Il ruolo della Cgil sulla guerra
e sulle sue conseguenze sociali ed economiche

  Su Marx 21 è apparso nei giorni scorsi [qui] uno scritto di Giacinto Botti, sindacalista della CGIL e dirigente della corrente interna Lavoro e Società.

  In questo articolo, accanto alle cose giuste che scrive a proposito della guerra in Ucraina come guerra per procura, contro l'invio di armi da parte dell'Italia, per la mobilitazione per la pace, l'autore inserisce alcuni argomenti che è utile riprendere e mettere in discussione. Mi interessa farlo perchè, per quanto so delle posizioni di Botti, nelle battaglie quotidiane che egli conduce ci sono aspetti condivisibili anche da parte di chi milita al di fuori della CGIL.

  La polemica su alcuni punti non nasce perciò da parte mia da una posizione preconcetta, perchè Botti ha la tessera della CGIL, ma ha motivazioni diverse, essenzialmente di merito. La prima riguarda i caratteri della guerra e le relative responsabilità; la seconda il ruolo della CGIL rispetto alla situazione economica e sociale che si è determinata.

  Onde evitare distorsioni citiamo testualmente:
“... sappiamo chi invade e chi è stato invaso, e le responsabilità dei massacri...”
“ siamo in una nuova fase e la CGIL, che rilancia la mobilitazione contro la guerra vuole essere protagonista del cambiamento”.


  Sul primo punto le informazioni e le valutazioni date da Marx 21 in questi tre mesi di guerra danno sulle responsabilità della guerra e sui massacri un quadro assai diverso da quello della propaganda americana e occidentale.

  Sul sito sono apparse in maniera convincente valutazioni e informazioni su quello che è accaduto con la continua espansione della NATO a est, nonostante lo scioglimento del Patto di Varsavia, e sugli avvenimenti in Ucraina dal 2014 fino all'attuale intervento russo, che spiegano come la Russia si sia trovata a fronteggiare da anni un progetto aggressivo di USA e NATO che ha avuto nel regime installato con la forza a Kiev e divenuto di fatto braccio armato della NATO la sua espressione più acutamente provocatoria, con la guerra di 8 anni, sempre ignorata in occidente, contro le popolazioni russe del Donbass, il ruolo strategico delle formazioni naziste come Azov, gli eccidi come quello alla casa del sindacato di Odessa, la promozione dell'odio antirusso a ideologia nazionale.
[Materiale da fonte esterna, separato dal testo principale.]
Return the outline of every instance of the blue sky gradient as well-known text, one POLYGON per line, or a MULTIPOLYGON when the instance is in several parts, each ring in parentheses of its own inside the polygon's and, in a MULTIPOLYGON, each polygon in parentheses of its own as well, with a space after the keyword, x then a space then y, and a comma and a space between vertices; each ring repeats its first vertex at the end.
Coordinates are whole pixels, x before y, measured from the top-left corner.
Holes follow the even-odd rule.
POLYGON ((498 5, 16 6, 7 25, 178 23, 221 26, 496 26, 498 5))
  E' in queste condizioni che è maturato l'intervento russo e non si possono perciò dare per scontate le responsabilità del conflitto. E nemmeno si possono prendere per buone le documentazioni di Zelensky e dei suoi consiglieri anglo-americani sugli 'eccidi', se si ricorda come sono state giustificate le guerre USA-NATO in Jugoslavia, in Afghanistan, in Iraq, in Siria e le centinaia di migliaia di persone ammazzate da chi oggi denuncia i crimini altrui.

  Essere contro la guerra non basta: i lavoratori a cui Botti si rivolge devono anche capire come stanno effettivamente le cose perchè in mancanza di chiarezza si depotenzia la spinta a uscirne fuori.

  Sul ruolo della CGIL, infine, il bilancio non mi sembra ottimistico su entrambi i versanti, quello della lotta contro la guerra e quello della difesa dei lavoratori.

  Sulla guerra, la CGIL ha organizzato in occasione del 25 aprile una manifestazione nazionale in cui Landini ha detto finalmente 'una cosa di sinistra' contro l'invio di armi in Ucraina, salvo poi andare a Firenze a una manifestazione indetta dal PD di Letta in cui il tema centrale era la “difesa” militare dell'Ucraina. Dov'è dunque l'impegno del sindacato di Botti contro la guerra? Mi sembra che egli scambi il suo punto di vista con ciò che la CGIL dovrebbe fare, ma non fa.

  Sulle questioni economiche e le condizioni dei lavoratori dopo lo scoppio della guerra, l'assenza di iniziativa della CGIL è ancora più eclatante. Con l'inflazione al 7%, gli embarghi e la crisi economica e sociale che ne deriva non si è vista una protesta all'altezza dei problemi ed è stata accettata la logica di Draghi su come affrontare l'emergenza. Uno stile consociativo che ha portato all'una tantum di 200 euro a fronte di una perdita di potere d'acquisto annuo di almeno dieci volte superiore.